I now see the appeal of people trained to perform.

As one with a compulsive house-hunting programme obsession, I rarely miss a programme. But the Escape to the Country one must top the lot.

Shiny, smooth, friendly, tolerant people faced with deadpan voices, estranged couples, chubby, badly dressed real people who’ve made no effort to smarten up for TV… it’s awful.

They shuffle about trying to sound like they know what they’re talking about and just ape the presenters with their catchphrases and slick comments. (See Part II.)

I’ve seen it all. I worked many years at an estate agent showing these people around houses and flats. They all seemed to think they had to contribute something knowledgeable to the viewing.

“Is the attic boarded?” and “Is this a partition wall?” and “I don’t think we’d fit our king-sized bed in here.”

No dearie. You wouldn’t. This cottage was meant for poor people. The builders didn’t envisage young’uns like you with your home-offices and LinkedIn profiles and annual amassing crap living in a humble worker’s cottage like this in 150 years. They had a fire and some tools maybe.

But these ordinary people are now on TV. Commenting on the wallpaper and floor tiles of someone else’s house. Making a mess with cake mixture or zips and Velcro. Get off! Go and do all this in the privacy of your own homes.

I want experts on my TV. Reasonably well-dressed, people who’ve bothered to brush their hair and wear clothes that fit. Telling me things they know and I don’t.

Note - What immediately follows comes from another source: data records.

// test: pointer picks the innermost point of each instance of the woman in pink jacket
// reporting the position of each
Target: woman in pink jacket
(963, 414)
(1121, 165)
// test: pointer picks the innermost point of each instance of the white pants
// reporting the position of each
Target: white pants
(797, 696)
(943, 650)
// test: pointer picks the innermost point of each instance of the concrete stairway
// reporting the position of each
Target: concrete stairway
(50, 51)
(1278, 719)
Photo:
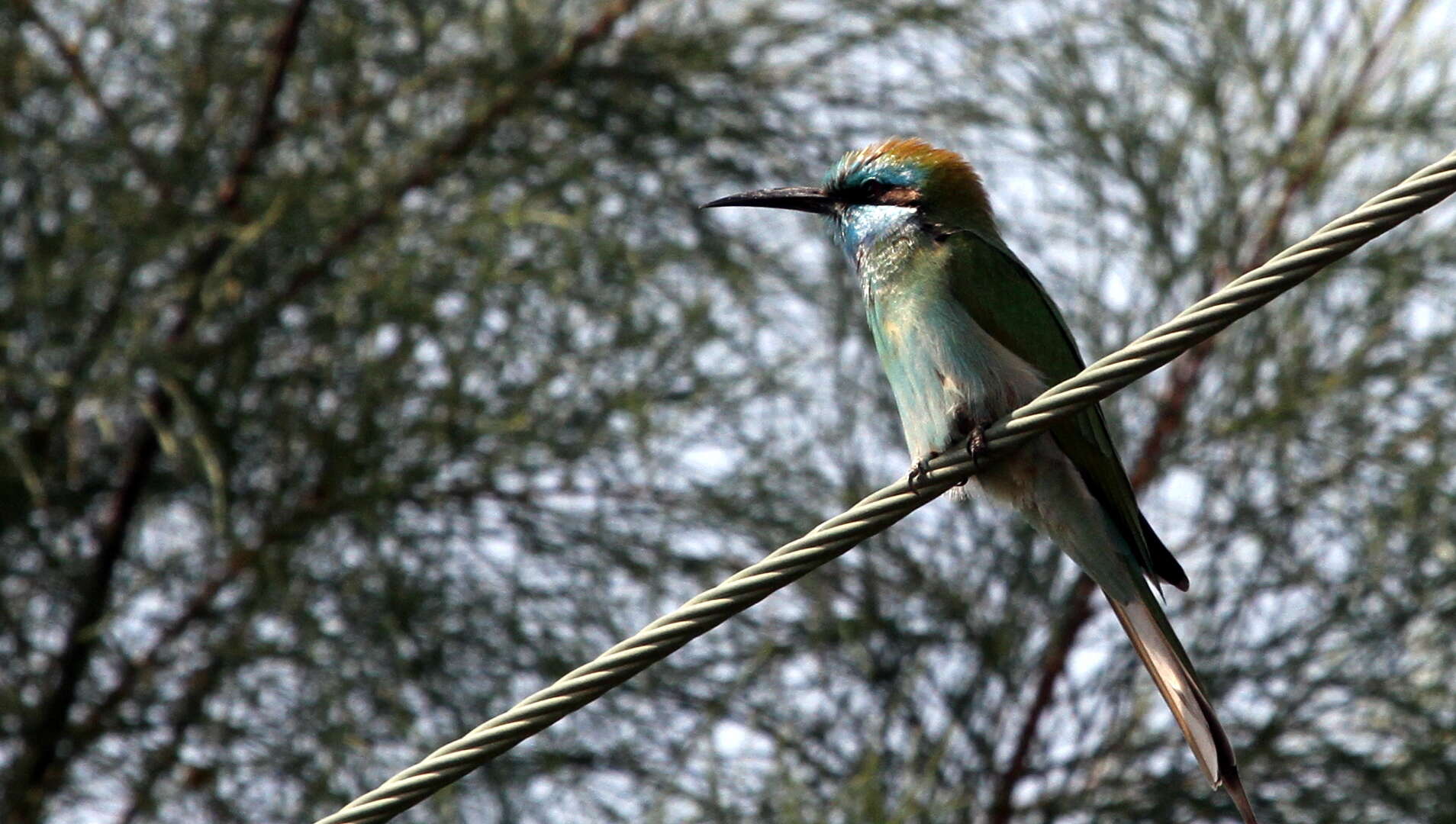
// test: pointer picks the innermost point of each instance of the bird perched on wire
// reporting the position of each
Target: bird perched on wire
(967, 333)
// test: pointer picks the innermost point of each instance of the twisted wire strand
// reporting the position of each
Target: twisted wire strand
(887, 506)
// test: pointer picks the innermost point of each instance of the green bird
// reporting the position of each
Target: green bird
(967, 333)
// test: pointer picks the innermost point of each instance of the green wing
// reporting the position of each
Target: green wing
(1011, 304)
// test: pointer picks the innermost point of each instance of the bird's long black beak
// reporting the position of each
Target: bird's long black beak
(798, 198)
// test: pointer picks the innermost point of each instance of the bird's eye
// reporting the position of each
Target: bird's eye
(874, 188)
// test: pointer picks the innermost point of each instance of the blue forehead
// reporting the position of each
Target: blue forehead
(854, 171)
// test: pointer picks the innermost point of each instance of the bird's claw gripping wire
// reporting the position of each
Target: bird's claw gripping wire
(919, 471)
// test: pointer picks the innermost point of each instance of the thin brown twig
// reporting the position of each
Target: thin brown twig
(439, 160)
(266, 124)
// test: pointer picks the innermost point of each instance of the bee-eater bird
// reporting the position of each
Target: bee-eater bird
(965, 333)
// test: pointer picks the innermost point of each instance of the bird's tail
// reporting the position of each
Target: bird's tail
(1168, 663)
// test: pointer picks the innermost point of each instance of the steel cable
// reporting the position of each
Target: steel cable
(887, 506)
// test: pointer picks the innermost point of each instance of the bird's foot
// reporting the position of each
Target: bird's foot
(919, 471)
(976, 444)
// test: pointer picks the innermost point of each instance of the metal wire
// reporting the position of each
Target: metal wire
(887, 506)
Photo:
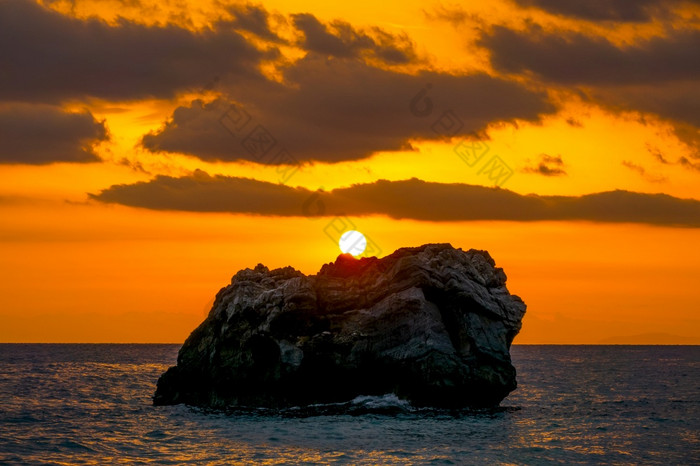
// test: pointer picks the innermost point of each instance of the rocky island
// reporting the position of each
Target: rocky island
(431, 324)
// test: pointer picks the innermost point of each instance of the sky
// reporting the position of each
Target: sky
(151, 149)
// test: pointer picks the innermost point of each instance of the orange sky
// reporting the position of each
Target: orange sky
(74, 269)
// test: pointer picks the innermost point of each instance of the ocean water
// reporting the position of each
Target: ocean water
(91, 404)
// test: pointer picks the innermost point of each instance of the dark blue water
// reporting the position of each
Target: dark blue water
(91, 404)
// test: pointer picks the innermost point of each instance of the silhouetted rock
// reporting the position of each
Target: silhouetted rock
(431, 324)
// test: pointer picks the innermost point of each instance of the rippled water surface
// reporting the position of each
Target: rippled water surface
(66, 404)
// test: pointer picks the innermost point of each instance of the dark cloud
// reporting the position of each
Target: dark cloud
(548, 166)
(660, 75)
(643, 172)
(252, 18)
(577, 58)
(47, 56)
(41, 134)
(604, 10)
(344, 109)
(340, 39)
(414, 199)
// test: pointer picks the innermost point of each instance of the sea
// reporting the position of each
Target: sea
(91, 404)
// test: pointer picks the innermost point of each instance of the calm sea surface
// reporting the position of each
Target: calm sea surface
(91, 404)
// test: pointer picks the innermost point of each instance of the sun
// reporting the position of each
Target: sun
(353, 242)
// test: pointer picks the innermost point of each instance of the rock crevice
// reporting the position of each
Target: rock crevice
(432, 324)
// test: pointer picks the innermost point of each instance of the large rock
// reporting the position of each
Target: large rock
(431, 324)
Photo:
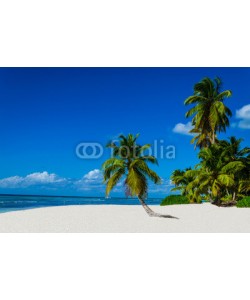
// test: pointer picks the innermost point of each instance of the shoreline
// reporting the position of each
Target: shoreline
(126, 218)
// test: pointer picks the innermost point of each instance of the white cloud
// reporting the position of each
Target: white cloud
(244, 115)
(183, 128)
(93, 180)
(90, 183)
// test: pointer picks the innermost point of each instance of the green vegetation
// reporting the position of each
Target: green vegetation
(223, 174)
(175, 199)
(245, 202)
(128, 161)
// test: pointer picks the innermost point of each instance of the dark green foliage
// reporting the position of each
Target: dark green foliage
(175, 199)
(245, 202)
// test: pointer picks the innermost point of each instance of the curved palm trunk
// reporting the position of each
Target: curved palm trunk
(151, 213)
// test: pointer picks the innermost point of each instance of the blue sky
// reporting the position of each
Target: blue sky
(46, 112)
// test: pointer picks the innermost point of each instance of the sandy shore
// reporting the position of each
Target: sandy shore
(115, 218)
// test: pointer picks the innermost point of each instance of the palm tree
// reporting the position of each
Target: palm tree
(130, 163)
(233, 152)
(210, 115)
(215, 175)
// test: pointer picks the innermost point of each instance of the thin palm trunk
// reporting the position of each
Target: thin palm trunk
(151, 213)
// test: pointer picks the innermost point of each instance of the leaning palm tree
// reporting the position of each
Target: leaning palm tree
(130, 163)
(210, 114)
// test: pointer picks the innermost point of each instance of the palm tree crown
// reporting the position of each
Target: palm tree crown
(130, 163)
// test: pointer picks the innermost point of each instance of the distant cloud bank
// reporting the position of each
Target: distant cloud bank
(90, 182)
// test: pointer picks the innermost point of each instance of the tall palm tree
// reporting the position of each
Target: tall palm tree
(130, 163)
(215, 175)
(210, 114)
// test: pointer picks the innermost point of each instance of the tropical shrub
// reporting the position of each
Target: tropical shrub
(175, 199)
(245, 202)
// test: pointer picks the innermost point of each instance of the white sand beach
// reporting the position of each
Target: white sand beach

It’s a mistake I hope programme producers realise that the ‘docu-drama’ approach is failing. Real people doing real things, God! I wouldn’t sit in my neighbour’s house for an hour watching them just… live.

Glamour, that’s what I want. People who’ve been transformed by the make-up artist. People who can speak… Can we just leave it to the professionals? Leave the rest of us at home on this side of the camera. That’s where we belong.

The experiment’s over. The findings are: it didn’t work.